Conheço muita gente que, por princípio, não acredita em propaganda de sustentabilidade, agarrada à tese de que, como está começando agora na incorporação de práticas sustentáveis, a maioria das empresas têm pouco a mostrar além de intenções. Exagero. Nem todas estão iniciando agora. E já há práticas consistentes que merecem ser comunicadas. No entanto, a resistência – racional ou emocional – é um obstáculo a se transpor pelos que elaboram estratégias e mensagens de comunicação da sustentabilidade.
Certamente, o leitor já se deparou com algum parente ou colega que, contrariado com determinada empresa, graças a uma experiência ruim vivida, só faz realçar os seus defeitos. Pois bem, para esta pessoa, a propaganda de sustentabilidade muito provavelmente não mudará seu ponto de vista. Pior, pode aumentar sua irritação.
Para os brasileiros mais bem informados sobre o comportamento socioambiental de empresas – 21%, segundo o Monitor de RSC 2010 – e, portanto, mais aptos a fazer avaliação contextualizada, uma propaganda de sustentabilidade que esconda incoerências e venda posicionamento arrogante soará ofensiva.
A título de reflexão final sobre os dados do estudo da Market Analysis, registro aqui uma conclusão e quatro recomendações.
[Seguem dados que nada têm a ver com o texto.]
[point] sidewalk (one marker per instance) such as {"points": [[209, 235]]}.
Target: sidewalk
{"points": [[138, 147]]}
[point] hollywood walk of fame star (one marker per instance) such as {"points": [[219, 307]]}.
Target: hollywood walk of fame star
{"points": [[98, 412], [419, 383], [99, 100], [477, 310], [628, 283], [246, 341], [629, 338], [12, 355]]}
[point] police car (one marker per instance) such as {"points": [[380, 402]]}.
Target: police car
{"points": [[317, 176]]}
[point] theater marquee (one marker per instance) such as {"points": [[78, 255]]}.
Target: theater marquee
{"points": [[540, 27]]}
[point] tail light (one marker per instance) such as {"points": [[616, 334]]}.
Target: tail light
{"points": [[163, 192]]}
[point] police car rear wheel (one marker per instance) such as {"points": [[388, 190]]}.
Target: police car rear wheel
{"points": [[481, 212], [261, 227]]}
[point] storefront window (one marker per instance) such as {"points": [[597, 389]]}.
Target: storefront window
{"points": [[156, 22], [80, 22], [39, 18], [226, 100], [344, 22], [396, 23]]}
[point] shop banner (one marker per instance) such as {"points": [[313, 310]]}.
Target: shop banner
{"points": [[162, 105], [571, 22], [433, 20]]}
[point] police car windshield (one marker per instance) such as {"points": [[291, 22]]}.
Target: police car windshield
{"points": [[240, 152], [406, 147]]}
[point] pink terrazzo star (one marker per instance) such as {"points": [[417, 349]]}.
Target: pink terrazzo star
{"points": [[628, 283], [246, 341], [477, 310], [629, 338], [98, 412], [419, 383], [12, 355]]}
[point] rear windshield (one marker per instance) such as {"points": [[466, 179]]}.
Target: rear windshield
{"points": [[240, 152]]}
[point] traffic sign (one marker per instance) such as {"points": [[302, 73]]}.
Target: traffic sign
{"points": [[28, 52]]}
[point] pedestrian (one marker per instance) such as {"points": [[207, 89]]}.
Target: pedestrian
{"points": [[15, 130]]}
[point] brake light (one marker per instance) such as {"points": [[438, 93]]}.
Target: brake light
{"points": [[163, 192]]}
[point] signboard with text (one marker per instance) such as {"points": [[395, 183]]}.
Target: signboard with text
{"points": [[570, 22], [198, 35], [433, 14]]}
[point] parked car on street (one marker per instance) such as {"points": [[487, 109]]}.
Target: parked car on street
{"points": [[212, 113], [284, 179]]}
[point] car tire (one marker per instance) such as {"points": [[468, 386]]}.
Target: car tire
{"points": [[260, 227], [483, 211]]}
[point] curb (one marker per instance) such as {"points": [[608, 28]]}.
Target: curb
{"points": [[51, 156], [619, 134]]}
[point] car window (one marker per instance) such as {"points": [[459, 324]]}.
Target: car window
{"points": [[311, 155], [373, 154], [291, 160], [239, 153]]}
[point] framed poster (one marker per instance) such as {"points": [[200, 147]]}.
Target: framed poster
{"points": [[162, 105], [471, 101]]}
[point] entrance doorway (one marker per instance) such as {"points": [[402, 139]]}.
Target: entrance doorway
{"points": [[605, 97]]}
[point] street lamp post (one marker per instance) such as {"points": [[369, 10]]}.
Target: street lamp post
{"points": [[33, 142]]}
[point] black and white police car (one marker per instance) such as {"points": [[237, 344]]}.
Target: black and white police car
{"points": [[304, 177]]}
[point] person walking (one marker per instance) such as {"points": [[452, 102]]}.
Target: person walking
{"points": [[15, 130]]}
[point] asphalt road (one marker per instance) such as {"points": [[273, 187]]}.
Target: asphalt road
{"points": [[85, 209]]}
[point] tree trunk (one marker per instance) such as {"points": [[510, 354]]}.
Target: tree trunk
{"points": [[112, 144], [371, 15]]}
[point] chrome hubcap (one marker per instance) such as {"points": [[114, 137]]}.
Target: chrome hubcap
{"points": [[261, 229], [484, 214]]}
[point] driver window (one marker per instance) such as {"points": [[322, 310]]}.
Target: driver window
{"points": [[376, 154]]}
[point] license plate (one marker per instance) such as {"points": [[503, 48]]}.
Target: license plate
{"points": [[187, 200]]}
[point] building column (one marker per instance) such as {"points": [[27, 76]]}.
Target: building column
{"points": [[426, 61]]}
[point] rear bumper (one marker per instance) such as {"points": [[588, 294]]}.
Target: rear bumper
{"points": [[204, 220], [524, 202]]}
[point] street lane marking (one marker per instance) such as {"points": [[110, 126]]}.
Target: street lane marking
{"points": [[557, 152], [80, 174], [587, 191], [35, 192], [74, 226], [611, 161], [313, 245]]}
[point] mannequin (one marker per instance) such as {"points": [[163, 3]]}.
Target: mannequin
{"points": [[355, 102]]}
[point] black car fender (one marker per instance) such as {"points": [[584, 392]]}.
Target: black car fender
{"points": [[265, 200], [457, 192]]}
A conclusão óbvia é que, analisando a partir da média da população (não os formadores de opinião dos grandes centros), ainda não existe no Brasil um top of mind em sustentabilidade, razão pela qual há muito trabalho a fazer na comunicação da sustentabilidade.
Das quatro recomendações, três se destinam às empresas. (1) Se quiserem ser percebidas como sustentáveis precisam fazer corretamente sua lição de casa, mudando processos e produtos, para só depois comunicarem seus feitos. Além de demonstrar coerência nesses tempos de consumidores desconfiados, essa atitude – sensata embora muitas vezes ignorada graças ao açodamento do marketing -, expõe menos a julgamentos não favoráveis. (2) Ao comunicarem, privilegiem antes os stakeholders mais próximos – funcionários, fornecedores, comunidades e clientes — dando-lhes o tempo de se apropriarem do tema para só depois atingirem o grande público via meios de comunicação de massa. E, por último, (3) tomem cuidado com o discurso excessivamente autopromocional. Pode ser um tiro no pé.
Aos leitores que querem analisar as empresas segundo seu comportamento socioambiental (4) recomendo que leiam jornais e revistas, observem eventuais incoerências tornadas públicas entre discurso e prática, visitem os sites, vejam se a empresa publica relatórios e se esses documentos são certificados por uma terceira parte; analisem se a sustentabilidade está na missão  e se tem ênfase no discurso de seu presidente, avaliem o quanto a companhia é transparente  em sua comunicação, informando sobre os seus dilemas e as soluções trabalhadas para enfrentá-los.